Shoshanna (Melanie Laurent) is a young Jewish woman passing as a French cinema owner in Nazi-occupied Paris. Laurent’s Shoshanna is cool, haughty, and mature beyond her years. She has survived an attack in which all of her family were killed by Nazis, and has an understandable hatred for anything and anyone German. When Joseph Goebbels comes to town looking for a theater in which to premier his latest propaganda film (a film featuring a German hero in a bell tower by the way, reversing a famous scene from “Saving Private Ryan”) Shoshanna hatches a devilish plot.

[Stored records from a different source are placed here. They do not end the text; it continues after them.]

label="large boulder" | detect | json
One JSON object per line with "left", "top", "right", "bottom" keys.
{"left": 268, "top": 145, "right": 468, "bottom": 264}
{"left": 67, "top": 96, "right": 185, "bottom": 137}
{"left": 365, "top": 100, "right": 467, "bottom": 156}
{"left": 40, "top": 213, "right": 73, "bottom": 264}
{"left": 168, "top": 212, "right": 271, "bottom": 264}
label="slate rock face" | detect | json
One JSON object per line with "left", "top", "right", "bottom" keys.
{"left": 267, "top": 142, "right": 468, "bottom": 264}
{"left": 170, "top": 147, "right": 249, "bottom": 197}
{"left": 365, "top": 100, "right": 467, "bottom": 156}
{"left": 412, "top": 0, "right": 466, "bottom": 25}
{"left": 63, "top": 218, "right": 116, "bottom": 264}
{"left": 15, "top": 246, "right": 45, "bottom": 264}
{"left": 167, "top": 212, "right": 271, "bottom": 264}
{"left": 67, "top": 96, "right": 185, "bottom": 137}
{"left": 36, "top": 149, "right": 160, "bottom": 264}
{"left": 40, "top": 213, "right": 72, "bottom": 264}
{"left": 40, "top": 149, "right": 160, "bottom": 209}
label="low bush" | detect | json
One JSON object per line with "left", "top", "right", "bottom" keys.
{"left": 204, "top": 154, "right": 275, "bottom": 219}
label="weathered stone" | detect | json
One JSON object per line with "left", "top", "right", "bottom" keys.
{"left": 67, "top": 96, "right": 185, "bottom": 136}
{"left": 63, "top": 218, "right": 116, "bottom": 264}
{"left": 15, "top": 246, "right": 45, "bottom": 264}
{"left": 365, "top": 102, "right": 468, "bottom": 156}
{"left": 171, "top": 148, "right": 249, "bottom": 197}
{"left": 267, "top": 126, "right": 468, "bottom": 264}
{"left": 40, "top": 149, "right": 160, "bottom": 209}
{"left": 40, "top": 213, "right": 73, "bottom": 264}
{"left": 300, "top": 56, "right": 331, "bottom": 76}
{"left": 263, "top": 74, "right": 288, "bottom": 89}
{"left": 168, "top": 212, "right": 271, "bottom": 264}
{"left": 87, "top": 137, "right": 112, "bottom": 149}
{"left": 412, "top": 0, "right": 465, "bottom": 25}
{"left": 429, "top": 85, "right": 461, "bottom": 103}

Bridget von Hammersmark (Diane Kruger) is the beautiful, daring, German actress working with the Allies as a double agent, a la Carole Lombard’s character, Maria Tura, in “To Be or Not to Be.” (STOP ME!) Like Maria Tura, she must use all her acting skills to remain calm and lively when her meeting with the Allies and Nazis doesn’t go as planned. Kruger is radiant as the sultry, playful, and quick-thinking von Hammersmark. In fact, the entire cast shines.

Tarantino eschews the modern cinematic technique of using jerky handheld cameras in favor of the more traditional stabilizing dolleys and cranes. Many of his scenes are wide and beautiful, whether they take place in a German forest, a French hillside, an ornate movie theater, or a basement tavern. His close-up shots are deliberate and meaningful. In short, he knows how to handle a camera.

While I highly recommend “Inglourious Basterds” as one of the best films so far this year, I must warn you that it is, like most Tarantino films, occasionally and swiftly brutal. War is hell, and it is bloody. Fortunately these scenes are brief and well telegraphed, so if you’re squeamish like me, just close your eyes for a second. The story and the acting are worth an occasional squirm.

If there is any message to this film it is this: there is nothing glorious about war. It kills good people and turns good people into killers. Whether driven by grief or glory, no one gets out unscathed –not the Germans, not the Jews, and not the Americans. Raines, who proclaims himself “part Injun” and demands 100 Nazi scalps from each of his men, kills without batting an eye. While we might laugh at his drawling demeanor and marvel at his unflinching courage, we can’t possibly glorify his tactics. His band of assassins are indeed “inglourious basterds.”